The tour theme this year, The Power of Community, will look at how NZ communities are getting together to save kea here and overseas, and will also look at international species examples for inspiration. They will also invite someone from each of the communities they visit to tell the story of how they are helping local kea, and then discuss ways in which others may get involved in local kea conservation initiatives.

 

Kea (Photo: Kathy Newton)
Kea (Photo: Kathy Newton)

From what I have seen, this outstanding, passionate group of folks at KCT is right on task, taking a multi-faceted approach to wildlife conservation.  I say, kudos to them! And to all the many groups of conservation warriors, out there fighting for their species survival.  I am extremely proud to be a part of this successful conservation project.

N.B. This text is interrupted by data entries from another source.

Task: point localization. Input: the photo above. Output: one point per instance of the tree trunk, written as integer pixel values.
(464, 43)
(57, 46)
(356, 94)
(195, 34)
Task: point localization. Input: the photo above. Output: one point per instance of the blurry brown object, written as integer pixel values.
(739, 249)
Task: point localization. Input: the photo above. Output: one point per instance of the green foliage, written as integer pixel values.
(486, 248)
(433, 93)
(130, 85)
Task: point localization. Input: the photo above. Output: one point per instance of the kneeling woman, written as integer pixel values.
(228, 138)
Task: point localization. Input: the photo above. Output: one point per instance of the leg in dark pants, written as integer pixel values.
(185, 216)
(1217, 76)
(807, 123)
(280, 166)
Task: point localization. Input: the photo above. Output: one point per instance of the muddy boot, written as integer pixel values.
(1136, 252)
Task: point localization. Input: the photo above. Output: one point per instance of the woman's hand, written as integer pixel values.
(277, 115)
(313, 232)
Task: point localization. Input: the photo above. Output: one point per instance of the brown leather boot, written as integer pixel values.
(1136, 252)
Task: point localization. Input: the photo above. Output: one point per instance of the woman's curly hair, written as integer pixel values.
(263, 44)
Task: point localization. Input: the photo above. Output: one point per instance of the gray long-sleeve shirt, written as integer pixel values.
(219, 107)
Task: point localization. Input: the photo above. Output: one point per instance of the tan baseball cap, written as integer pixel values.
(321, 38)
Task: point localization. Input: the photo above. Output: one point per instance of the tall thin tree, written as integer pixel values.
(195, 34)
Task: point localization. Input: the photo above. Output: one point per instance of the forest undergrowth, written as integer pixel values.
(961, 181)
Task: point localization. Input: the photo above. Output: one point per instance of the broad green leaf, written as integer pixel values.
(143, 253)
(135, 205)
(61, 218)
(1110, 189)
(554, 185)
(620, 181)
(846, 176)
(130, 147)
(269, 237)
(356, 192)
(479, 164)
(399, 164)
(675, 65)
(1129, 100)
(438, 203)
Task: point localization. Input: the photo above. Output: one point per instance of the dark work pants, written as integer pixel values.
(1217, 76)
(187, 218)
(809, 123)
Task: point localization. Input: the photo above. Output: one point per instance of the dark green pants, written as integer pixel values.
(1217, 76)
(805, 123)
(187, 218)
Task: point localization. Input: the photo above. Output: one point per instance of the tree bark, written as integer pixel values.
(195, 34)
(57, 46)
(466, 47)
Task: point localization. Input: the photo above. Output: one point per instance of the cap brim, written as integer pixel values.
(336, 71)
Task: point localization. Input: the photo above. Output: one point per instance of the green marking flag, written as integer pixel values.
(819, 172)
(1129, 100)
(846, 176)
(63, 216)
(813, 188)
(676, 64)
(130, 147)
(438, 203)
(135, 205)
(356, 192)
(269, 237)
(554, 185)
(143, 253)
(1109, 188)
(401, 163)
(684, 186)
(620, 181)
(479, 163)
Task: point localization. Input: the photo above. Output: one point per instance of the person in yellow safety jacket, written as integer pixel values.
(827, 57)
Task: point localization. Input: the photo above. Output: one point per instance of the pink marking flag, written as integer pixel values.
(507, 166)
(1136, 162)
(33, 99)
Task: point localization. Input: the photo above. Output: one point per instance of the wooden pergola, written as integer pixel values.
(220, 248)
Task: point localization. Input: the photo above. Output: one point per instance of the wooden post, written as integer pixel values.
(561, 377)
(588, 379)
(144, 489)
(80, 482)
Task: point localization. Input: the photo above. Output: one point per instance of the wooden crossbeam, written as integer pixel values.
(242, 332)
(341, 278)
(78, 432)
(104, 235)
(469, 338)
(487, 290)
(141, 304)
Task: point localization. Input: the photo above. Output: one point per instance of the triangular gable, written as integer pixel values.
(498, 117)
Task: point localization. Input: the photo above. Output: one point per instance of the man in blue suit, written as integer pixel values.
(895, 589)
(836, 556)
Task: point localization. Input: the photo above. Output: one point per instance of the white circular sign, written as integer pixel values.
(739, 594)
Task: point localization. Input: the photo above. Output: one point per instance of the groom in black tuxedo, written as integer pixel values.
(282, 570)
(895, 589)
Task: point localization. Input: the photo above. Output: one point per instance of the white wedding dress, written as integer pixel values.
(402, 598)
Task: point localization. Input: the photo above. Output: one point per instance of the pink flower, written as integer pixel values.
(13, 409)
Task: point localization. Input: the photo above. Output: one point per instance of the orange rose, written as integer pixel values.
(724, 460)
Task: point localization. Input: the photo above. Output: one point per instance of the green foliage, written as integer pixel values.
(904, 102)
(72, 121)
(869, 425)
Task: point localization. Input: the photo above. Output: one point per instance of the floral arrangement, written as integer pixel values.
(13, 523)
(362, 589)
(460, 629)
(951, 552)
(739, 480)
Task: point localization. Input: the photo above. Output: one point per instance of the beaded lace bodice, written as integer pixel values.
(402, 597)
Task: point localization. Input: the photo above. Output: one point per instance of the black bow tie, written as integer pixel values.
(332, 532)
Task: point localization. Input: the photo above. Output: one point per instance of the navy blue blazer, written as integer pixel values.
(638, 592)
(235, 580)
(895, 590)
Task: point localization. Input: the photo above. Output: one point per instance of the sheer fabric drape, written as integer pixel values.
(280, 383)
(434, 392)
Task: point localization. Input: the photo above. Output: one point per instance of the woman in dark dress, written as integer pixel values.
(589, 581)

Come see the kea for yourself! Check out the kea flight display on cool days this summer to see some of the crazy antics of our juvenile flock of kea.  Currently, we have daily encounters at 11:30 am during which the birds are provided with puzzles, sprinklers, pools and toys so you can see them in action.  And don’t forget to come see us at our Kea Encounters during Festival of Lights this winter, when you can come inside the aviary for an up close encounters with these amazing birds!